Chiropractic was the first Western health profession to stress a natural diet. In R.W. Stevenson's 1927 Chiropractic Textbook he quoted Palmer: "Foods, air and water, when they have been 'doctored' are poison."1 Stevenson, himself, stated: "Sterilized air and water and artificially prepared foods are poisons, for they are not natural; innate evolutionary structures are unequated with them as foods."1
When we counsel our patients on changing or improving their diets, we must remember that eating healthy is a lifestyle change. Like starting an exercise program, changing a person's food intake gradually increases the odds of lifetime compliance. One way to help the gradual change is to provide your patients some information in the form of handouts to post on their refrigerator to remind them of some healthier alternatives to the foods they normally consume. As doctors, we must remember that sometimes the first step in changing one's diet is just that, a first step. For example, low-fat milk is a healthier alternative to whole milk for the majority of the population. But for most people, it still contains too much milk fat, and thus is the first step in your long-term goal of non-fat milk consumption, or total abstinence from milk, depending on your patient's individual biochemical needs.
Below are some examples of food substitutions. These can be designed individually for each patient, or you can make a generic list.
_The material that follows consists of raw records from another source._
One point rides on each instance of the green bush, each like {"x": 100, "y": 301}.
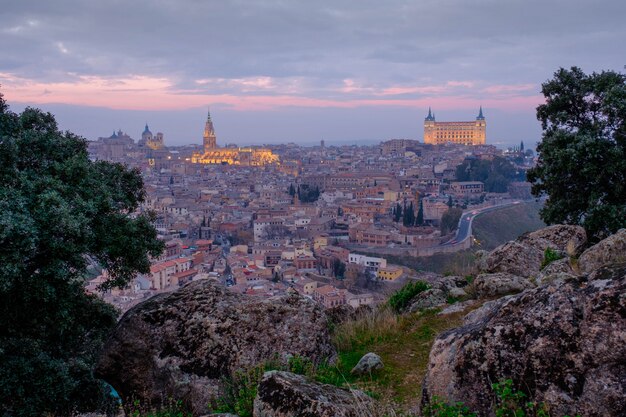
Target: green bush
{"x": 438, "y": 408}
{"x": 240, "y": 391}
{"x": 511, "y": 402}
{"x": 301, "y": 365}
{"x": 549, "y": 256}
{"x": 401, "y": 298}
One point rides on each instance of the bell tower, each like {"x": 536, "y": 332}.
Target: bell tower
{"x": 208, "y": 139}
{"x": 429, "y": 128}
{"x": 480, "y": 135}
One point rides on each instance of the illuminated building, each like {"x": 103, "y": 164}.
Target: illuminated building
{"x": 464, "y": 133}
{"x": 213, "y": 154}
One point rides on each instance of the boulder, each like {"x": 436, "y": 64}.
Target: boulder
{"x": 428, "y": 299}
{"x": 611, "y": 250}
{"x": 369, "y": 363}
{"x": 179, "y": 345}
{"x": 457, "y": 307}
{"x": 283, "y": 394}
{"x": 560, "y": 266}
{"x": 523, "y": 256}
{"x": 563, "y": 344}
{"x": 569, "y": 239}
{"x": 450, "y": 282}
{"x": 457, "y": 292}
{"x": 500, "y": 283}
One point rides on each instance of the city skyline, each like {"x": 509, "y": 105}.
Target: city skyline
{"x": 277, "y": 72}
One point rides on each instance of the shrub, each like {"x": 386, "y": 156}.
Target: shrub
{"x": 240, "y": 391}
{"x": 549, "y": 256}
{"x": 438, "y": 408}
{"x": 511, "y": 403}
{"x": 401, "y": 298}
{"x": 301, "y": 365}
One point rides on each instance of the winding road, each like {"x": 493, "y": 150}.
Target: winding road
{"x": 464, "y": 230}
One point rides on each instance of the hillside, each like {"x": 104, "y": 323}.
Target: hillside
{"x": 497, "y": 227}
{"x": 491, "y": 229}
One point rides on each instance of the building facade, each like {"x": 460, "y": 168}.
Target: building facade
{"x": 464, "y": 133}
{"x": 213, "y": 154}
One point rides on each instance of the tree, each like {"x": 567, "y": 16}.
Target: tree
{"x": 57, "y": 210}
{"x": 419, "y": 220}
{"x": 409, "y": 215}
{"x": 450, "y": 220}
{"x": 582, "y": 155}
{"x": 496, "y": 174}
{"x": 339, "y": 268}
{"x": 397, "y": 214}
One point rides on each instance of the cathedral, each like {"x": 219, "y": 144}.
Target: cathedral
{"x": 464, "y": 133}
{"x": 213, "y": 154}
Either way, it keeps your name on their refrigerator and keeps them focused on the goal of improving their diet.
Food Substitution List
|Whole dairy||Low-fat dairy (milk, yogurt, cottage cheese)|
|Processed sugared cereals||Processed unsugared cereals|
|Ice cream||Frozen yogurt|
|Sweetened applesauce||Unsweetened applesauce|
|Soft drinks||Sparkling water lightly sweetened with fruit juice concentrate|
|White bread, rolls, buns||Brown bread, rolls, buns|
|Iceberg lettuce||Red leaf lettuce|
|Bologna slices||Ham slices|
Once your patients state that they are now eating off the "good list," you can then issue a new list that goes a step further:
|Low-fat dairy||Non-fat dairy|
|Processed, unsugared cereals||Whole grain cereals|
|Frozen yogurt||Non-fat frozen yogurt|
|Unsweetened applesauce||Whole apples|
|Sparkling water with fruit||Sparkling water with fruit essence juice concentrate|
|Brown bread, rolls, buns||100% wheat or whole grain breads|
Another type of list for those patients who are into the numbers game:
|Food Consumed||Healthy Alternative||Benefit|
|1 croissant||1 bagel||30-60 fewer calories|
|1 oz. oil-roasted||1 oz. dry roasted||90-100 fewer calories|
|peanuts||peanuts||11-13 fewer grams of fat|
|2 oz. cooked white||2 oz. cooked oat||18 extra grams of fiber|
|1 oz. pork bacon||1 oz. canadian bacon||100 fewer calories|
|10-12 fewer grams of fat|
|6-8 extra grams of protein|
|7-1/2 oz. serving||7-1/2 oz. serving||70-100 fewer calories|
|beef chili & beans||turkey chili & beans||8-10 fewer grams of fat|
|1 regular order||1 baked potato||100-150 fewer calories|
|of french fries||10-12 fewer grams of fat|
|1 oz. cheddar cheese||1 oz. skim||30-40 fewer calories|
|mozzarella cheese||3-6 fewer grams of fat|
|Canned vegetables||sugar free canned||10-30 fewer calories|
|3-5 oz. duck||3-5 oz. chicken||40-60 fewer calories|
|(skinless)||(skinless)||5-8 fewer grams of fat|
|1 tbsp. avocado or||1 tbsp. salsa dip||15-25 fewer calories|
|sour cream dip||3-5 fewer grams of fat|
- Stevenson RW: Chiropractic Textbook. 1927
- U.C. Berkeley Wellness Letter. 5(12): September 1989.
Douglas Andersen, D.C.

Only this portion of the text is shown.